If a network at least shares common values, then those values will guide them as they act on troubling issues, and as they seek to help others develop. A strategic network like that could possibly make a difference in a community like ours.
Clifton Taulbert is the President of the Freemount Corporation, an author, a sought after speaker, and an expert on community development
His character development materials are used in American schools and prisons. He helps communities form these types of networks, like those we once had. He brings leaders together who are already invested in the community, like clergy, health care professionals, educators, those in the social sectors, etc.
His approach is unique. We think of professional development and even church discipleship as something that makes an individual stronger. Clifton focuses on making the community stronger, a community that will naturally raise up healthy generations. He shares stories of communities like ours where people used to know each other. We used to have a vested interest in each other.

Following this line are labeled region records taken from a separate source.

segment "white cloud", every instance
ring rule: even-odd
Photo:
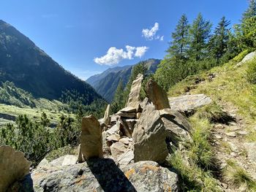
[[[126,50],[123,49],[117,49],[116,47],[110,47],[107,54],[94,59],[96,64],[99,65],[115,65],[118,64],[123,59],[132,60],[135,57],[141,58],[145,55],[148,47],[132,47],[127,45]]]
[[[146,46],[137,47],[135,56],[141,58],[145,55],[145,53],[148,50],[148,47]]]
[[[157,39],[159,41],[164,40],[163,36],[157,36],[157,33],[158,30],[159,29],[159,24],[158,23],[155,23],[154,27],[152,27],[151,29],[149,28],[143,28],[142,30],[142,37],[144,37],[147,40],[153,40]]]

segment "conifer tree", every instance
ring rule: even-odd
[[[189,28],[189,58],[196,61],[203,60],[206,53],[211,23],[203,19],[200,13]]]
[[[222,17],[218,26],[214,30],[214,35],[209,40],[210,55],[217,61],[224,55],[227,48],[230,29],[227,28],[230,21]]]
[[[243,14],[242,22],[255,16],[256,16],[256,0],[250,0],[248,9]]]
[[[187,57],[189,28],[187,18],[184,14],[180,18],[175,31],[172,33],[173,40],[167,50],[170,57],[176,57],[180,60]]]

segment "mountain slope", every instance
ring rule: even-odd
[[[10,81],[34,97],[59,99],[75,91],[90,104],[101,96],[37,47],[28,37],[0,20],[0,82]]]
[[[159,63],[160,60],[159,59],[146,60],[146,65],[148,72],[154,73]],[[86,82],[92,85],[97,93],[107,101],[111,101],[119,81],[121,80],[126,85],[131,75],[132,69],[132,66],[110,68],[102,74],[89,77]]]

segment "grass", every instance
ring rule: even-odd
[[[66,155],[78,155],[78,149],[76,147],[72,147],[71,146],[65,146],[64,147],[59,148],[55,150],[52,150],[51,152],[48,153],[45,158],[48,161],[51,161],[54,159],[56,159],[59,157],[61,157]]]
[[[248,191],[256,191],[256,182],[250,177],[245,169],[237,165],[234,161],[227,161],[227,167],[225,174],[236,187],[246,186]]]
[[[213,125],[197,114],[189,121],[192,142],[187,144],[185,153],[177,150],[171,154],[169,162],[181,177],[184,191],[222,191],[213,174],[215,160],[210,143]]]

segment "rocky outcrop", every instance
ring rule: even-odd
[[[141,88],[141,83],[143,80],[143,75],[139,74],[136,80],[132,82],[131,91],[129,94],[129,99],[126,107],[131,107],[137,108],[140,104],[140,93]]]
[[[28,174],[31,164],[23,153],[15,151],[10,146],[1,146],[0,191],[7,191],[10,185]]]
[[[170,108],[166,92],[155,81],[151,79],[148,81],[146,91],[156,110]]]
[[[99,121],[93,115],[83,118],[80,140],[80,150],[84,160],[102,157],[102,128]]]
[[[197,108],[211,103],[211,99],[205,94],[185,95],[169,97],[170,109],[180,112],[190,112]]]
[[[132,134],[135,161],[163,162],[168,155],[167,137],[160,113],[153,104],[148,104],[141,114]]]
[[[156,162],[140,161],[119,169],[112,159],[37,169],[24,191],[178,191],[178,176]]]
[[[170,109],[157,110],[151,104],[144,108],[132,134],[135,161],[163,162],[170,146],[190,141],[190,126],[180,112]]]
[[[107,109],[104,114],[104,123],[108,126],[110,126],[111,122],[110,115],[110,105],[108,104]]]

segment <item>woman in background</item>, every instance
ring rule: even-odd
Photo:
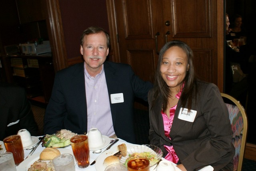
[[[233,170],[234,148],[228,109],[218,87],[197,79],[185,43],[166,44],[148,93],[150,144],[182,171],[210,165]]]
[[[239,14],[235,14],[231,18],[230,32],[226,36],[226,40],[232,40],[234,39],[244,39],[244,44],[245,44],[246,32],[244,28],[242,27],[242,18]]]

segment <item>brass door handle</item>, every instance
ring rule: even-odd
[[[169,35],[170,34],[170,32],[169,31],[167,31],[167,32],[166,32],[166,33],[165,34],[165,42],[166,43],[167,43],[167,35]]]
[[[157,36],[160,35],[160,33],[158,32],[156,34],[155,38],[156,38],[156,54],[158,55],[159,54],[159,52],[158,52],[158,43],[157,42]]]

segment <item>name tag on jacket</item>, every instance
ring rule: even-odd
[[[111,103],[117,103],[124,102],[124,94],[122,93],[117,93],[110,94]]]
[[[196,111],[190,110],[188,112],[188,109],[182,107],[180,110],[178,118],[184,121],[193,122],[196,115]]]

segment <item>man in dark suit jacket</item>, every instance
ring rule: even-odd
[[[52,134],[62,129],[83,134],[97,127],[103,135],[115,135],[130,142],[135,142],[134,99],[136,97],[147,101],[148,93],[152,85],[135,76],[128,65],[105,62],[110,42],[108,34],[101,28],[91,27],[84,32],[80,52],[85,62],[56,74],[46,111],[45,134]],[[105,80],[105,82],[101,82]],[[90,87],[88,83],[90,82],[96,82],[95,89],[96,87],[98,89],[98,84],[99,89],[100,86],[105,89],[99,90],[98,100],[94,98],[94,93],[92,91],[95,91],[94,87]],[[102,107],[98,113],[106,112],[106,116],[102,115],[96,121],[96,112],[95,109],[92,109],[92,106],[100,100],[99,103],[104,105],[96,105],[95,110]],[[108,110],[109,112],[106,112]],[[103,120],[105,118],[106,121]],[[91,123],[93,121],[94,123]]]
[[[38,135],[38,129],[24,88],[0,82],[0,140],[26,129]]]

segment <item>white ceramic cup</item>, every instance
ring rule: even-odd
[[[89,147],[97,147],[104,143],[102,135],[98,128],[91,128],[86,135],[88,136]]]
[[[156,171],[175,171],[172,163],[168,160],[162,160],[156,167]]]
[[[29,131],[26,129],[20,129],[18,132],[17,134],[20,136],[23,147],[31,145],[33,143],[31,135]]]

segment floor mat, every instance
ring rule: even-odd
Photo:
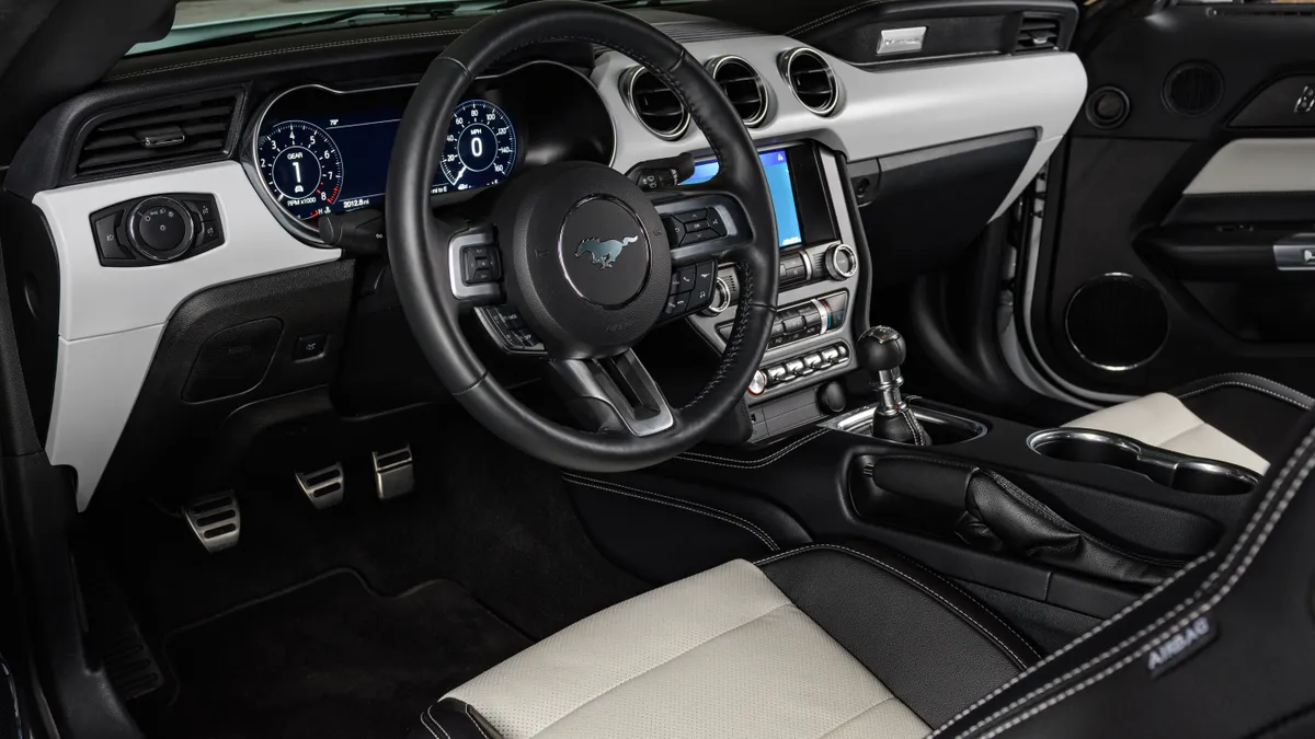
[[[158,736],[405,736],[444,692],[530,640],[446,580],[391,597],[351,571],[166,639],[176,700]]]

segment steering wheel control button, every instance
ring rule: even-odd
[[[462,281],[468,285],[483,285],[502,279],[502,263],[497,249],[492,245],[467,246],[462,249]]]
[[[589,197],[571,210],[559,254],[576,295],[602,308],[626,305],[648,280],[648,235],[634,210],[611,197]]]
[[[329,334],[301,337],[297,339],[297,343],[292,345],[292,360],[305,362],[308,359],[320,359],[325,355],[325,347],[327,346]]]

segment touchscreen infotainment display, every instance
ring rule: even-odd
[[[763,172],[767,174],[767,185],[772,189],[772,208],[776,209],[776,235],[781,247],[803,243],[800,230],[800,209],[794,203],[794,183],[790,180],[790,163],[785,159],[785,150],[760,151]],[[717,159],[700,162],[694,166],[694,174],[680,184],[706,183],[717,175]]]

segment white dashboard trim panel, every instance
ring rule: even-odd
[[[1036,175],[1068,130],[1086,93],[1086,74],[1068,53],[974,59],[865,71],[827,54],[840,89],[828,117],[807,110],[777,71],[781,53],[800,46],[780,36],[688,43],[700,60],[734,54],[752,64],[773,101],[753,130],[760,146],[811,138],[871,159],[998,133],[1035,129],[1038,147],[997,216]],[[682,153],[704,154],[690,128],[677,141],[650,134],[621,99],[619,79],[634,62],[598,58],[592,82],[615,124],[613,167]],[[213,193],[225,229],[222,246],[167,264],[107,268],[88,216],[108,205],[170,192]],[[189,296],[224,283],[335,260],[293,237],[268,210],[237,162],[187,167],[45,191],[33,199],[50,225],[60,270],[59,355],[46,452],[78,472],[85,509],[141,391],[170,316]]]

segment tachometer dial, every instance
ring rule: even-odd
[[[284,121],[260,137],[260,176],[284,210],[309,221],[342,192],[342,156],[323,129]]]
[[[515,130],[512,118],[488,100],[467,100],[452,110],[443,149],[443,183],[438,192],[498,184],[515,164]]]

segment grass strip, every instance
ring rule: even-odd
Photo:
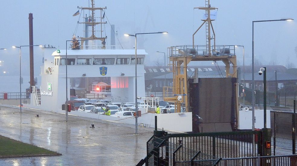
[[[0,157],[59,154],[0,135]]]

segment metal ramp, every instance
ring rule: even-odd
[[[151,138],[147,145],[148,166],[212,166],[217,165],[222,159],[187,147],[182,142],[173,143],[155,136]]]
[[[40,86],[32,86],[32,93],[34,94],[36,105],[39,106],[41,104],[41,94]]]

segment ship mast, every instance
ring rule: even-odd
[[[91,0],[91,3],[92,5],[91,7],[79,7],[78,6],[77,7],[79,9],[89,10],[92,12],[92,15],[89,17],[89,19],[88,20],[87,19],[85,19],[84,22],[79,23],[83,23],[86,24],[87,26],[86,26],[87,27],[89,26],[92,26],[92,35],[90,36],[89,37],[87,36],[85,36],[85,37],[79,38],[81,40],[82,40],[81,41],[82,48],[83,49],[83,43],[85,41],[91,40],[93,41],[92,44],[93,46],[93,48],[95,49],[96,46],[95,42],[95,41],[99,40],[102,42],[102,46],[101,48],[104,49],[105,49],[105,40],[107,38],[107,36],[103,37],[102,36],[102,32],[103,32],[102,30],[102,24],[106,24],[107,23],[107,22],[102,22],[102,20],[104,18],[105,14],[104,10],[106,9],[107,8],[106,7],[105,8],[95,8],[95,0]],[[100,10],[100,17],[95,17],[95,11],[97,10]],[[102,14],[103,14],[103,16]],[[86,17],[86,18],[87,18]],[[100,22],[96,22],[96,18],[100,19]],[[95,35],[95,32],[96,31],[95,30],[95,26],[96,25],[99,24],[100,25],[100,31],[101,34],[101,36],[100,38],[96,37]],[[88,30],[86,29],[85,30],[87,31]]]
[[[204,10],[205,11],[205,16],[206,19],[202,20],[201,20],[203,21],[200,26],[196,30],[196,31],[193,34],[193,48],[194,48],[194,35],[197,33],[197,32],[202,26],[205,23],[205,28],[206,30],[206,51],[208,52],[207,56],[211,56],[211,40],[212,39],[214,39],[214,49],[213,50],[214,51],[215,51],[215,31],[214,30],[214,28],[212,26],[212,24],[211,23],[211,21],[214,21],[215,20],[212,20],[211,19],[210,11],[212,10],[218,9],[217,8],[211,7],[209,3],[209,0],[205,0],[205,7],[198,7],[198,8],[194,8],[194,9],[198,9],[201,10]],[[212,30],[212,33],[213,34],[214,37],[211,37],[211,31],[210,31],[210,25],[211,27],[211,29]]]

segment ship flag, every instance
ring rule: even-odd
[[[78,15],[79,14],[79,10],[78,10],[78,11],[77,11],[75,12],[75,13],[73,14],[73,15],[72,15],[72,16],[77,16],[77,15]]]

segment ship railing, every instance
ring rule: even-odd
[[[101,44],[93,45],[84,45],[83,49],[84,50],[92,50],[105,49],[108,50],[115,50],[122,49],[121,45],[105,45],[105,46]]]
[[[105,84],[92,84],[91,92],[110,92],[111,85]]]
[[[49,66],[45,68],[44,74],[53,74],[54,68]]]
[[[235,45],[213,45],[211,48],[211,56],[233,56],[235,54]],[[173,46],[167,48],[169,57],[185,56],[208,56],[206,45],[184,45]]]

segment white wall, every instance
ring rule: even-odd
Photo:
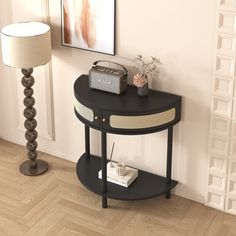
[[[182,121],[174,128],[173,177],[179,181],[176,194],[203,202],[216,1],[117,0],[115,57],[62,47],[60,1],[48,2],[53,44],[55,141],[39,138],[39,149],[72,161],[77,161],[83,153],[84,127],[73,112],[73,83],[80,74],[88,72],[93,61],[110,59],[130,65],[130,59],[137,54],[157,56],[162,61],[162,68],[158,80],[151,83],[152,88],[183,96]],[[11,22],[11,14],[14,22],[26,17],[39,19],[34,1],[12,0],[12,3],[5,14],[6,3],[0,2],[1,26]],[[41,1],[42,6],[45,3],[47,1]],[[12,87],[16,86],[16,76],[13,75],[13,69],[0,64],[0,136],[24,144],[24,134],[16,130],[13,119],[19,115],[15,106],[17,95],[12,92]],[[108,153],[115,141],[114,159],[123,159],[130,165],[164,175],[166,136],[166,131],[146,136],[109,135]],[[91,142],[92,152],[99,153],[100,135],[97,131],[92,132]]]

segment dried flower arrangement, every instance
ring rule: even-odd
[[[161,64],[160,60],[156,57],[151,57],[150,61],[145,61],[142,55],[138,55],[134,61],[137,74],[133,77],[133,83],[137,87],[142,87],[148,82],[148,76],[152,76],[159,72],[158,66]]]

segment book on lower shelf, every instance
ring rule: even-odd
[[[126,173],[123,176],[116,173],[116,162],[107,163],[107,181],[121,185],[123,187],[129,187],[131,183],[138,177],[138,170],[129,166],[126,166]],[[102,179],[102,170],[98,172],[98,178]]]

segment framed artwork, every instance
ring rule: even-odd
[[[115,55],[115,0],[61,0],[62,45]]]

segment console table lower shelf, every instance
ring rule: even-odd
[[[117,200],[144,200],[170,192],[177,181],[167,183],[165,177],[138,170],[138,177],[128,187],[107,182],[107,192],[102,193],[102,180],[98,178],[101,158],[84,153],[77,162],[76,172],[80,182],[90,191]]]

Your success used to be my success.
Have our busy lives, our corporate ladders, and competitive practices caused us to forget some things that should not have been forgotten?
Do we care about networking in ways that could actually encourage us and help us achieve collective goals, instead of just mine, or those in my business department?
Could we not only strive for our own success, but also expect the best of others? Clifton states:
Expecting the best of others and praising their achievements was not just the long-ago practice of a small-town group of visionaries. It must be practiced wherever we live, where we work and where we play. We must look for ways to lift the sights of those who feel downcast, and we must remember to extend words of encouragement and praise when fellow workers, students, volunteers, or teammates have done well. This is especially important if the accomplishment seems modest but contributes to the building of a good, productive community. Small acts of community-building can be of immense value.
This project is only a modest contribution. I am still in awe of the community dynamics that I’m discovering in Traverse City. I’m thankful for those who have taken time to talk with me. I hope that a desire will arise among us to support networks and forge new ones that will pass along our values to future generations.
 William T. Cavanaugh, Being Consumed: Economics and Christian Desire (Grand Rapids, MI: Wm. B. Eerdmans, 2008), 65-68.
 Ross Boissoneau, “2017 40Under40: The Region’s Most Influential Professionals Under Age 40,” Traverse City Business News (September 2017), http://www.tcbusinessnews.com/40under40-the-regions-most-influential-professionals-under-age-of-40/ (November 8, 2017).
 Albert Erisman and David Gill, “A Long Term Business Perspective in a Short Term World: A Conversation with Jim Sinegal,” in Beyond Integrity: A Judeo-Christian Approach to Business Ethics, 2nd ed., ed. Scott B. Rae and Kenman L. Wong (Grand Rapids, MI: Zondervan, 2004), 147.